I imagine this is supposed to say: "not all centroids have unique cats" ?
They
represent areas with identical attributes, having one record with that
data in the database. Effectively this gives me something like
'multi-polygons'.
For the next step in my process, I need all centroids to have unique
cats, with their own attributes-record in the database. I have to
'split' the 'multi polygons' (in geometry-terms) so to say.
You try with v.category layer=2 op=add to create new unique cat values for you centroids in layer 2, v.db.addtable to create and attribute table for layer 2 and then v.to.db [...] layer=2 op=query qlayer=1 qcolumn=cat to get the original cat values into the new attribute table.
p.s.

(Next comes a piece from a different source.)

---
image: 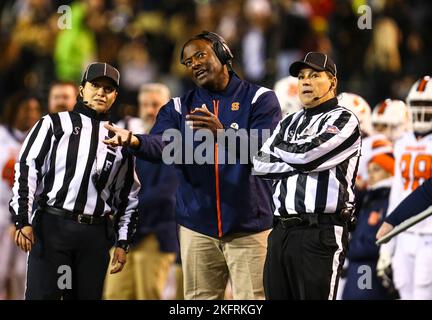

Some years ago, doing something similar, I did not have this
problem, and dissolve returned a fresh cat for every area, with its
attributes in the database table.
Could you give the exact commands and version of GRASS you use ?
Moritz
Op 28 aug. 2013, om 14:41 heeft Moritz Lennert <mlennert@club.worldonline.be>
het volgende geschreven:
On 12/08/13 13:29, Martin Koch wrote:
In the resulting map not all centroids have identical cats.
I imagine this is supposed to say: "not all centroids have unique cats" ?
Stand corrected….
For the next step in my process, I need all centroids to have unique
cats, with their own attributes-record in the database. I have to
'split' the 'multi polygons' (in geometry-terms) so to say.
You try with v.category layer=2 op=add to create new unique cat values for you centroids in layer 2, v.db.addtable to create and attribute table for layer 2 and then v.to.db [...] layer=2 op=query qlayer=1 qcolumn=cat to get the original cat values into the new attribute table.
Thanks Moritz … will implement this elegant solution in the next version of my control script. I rarely need more than one layer in my maps, so using that possibility did not come to my mind when I needed it. I now do basically the same with some temporary tables in between.
p.s. Some years ago, doing something similar, I did not have this
problem…….
Could you give the exact commands and version of GRASS you use ?
I have to apologize on this. I was a bit over reacting. Only remembered that at a certain stage in my old process I had unique cat's. Looking closer at the years old script in my repo reveals I send those maps to and from PostGIS for some other reason. Thus magically reappearing with unique cat's.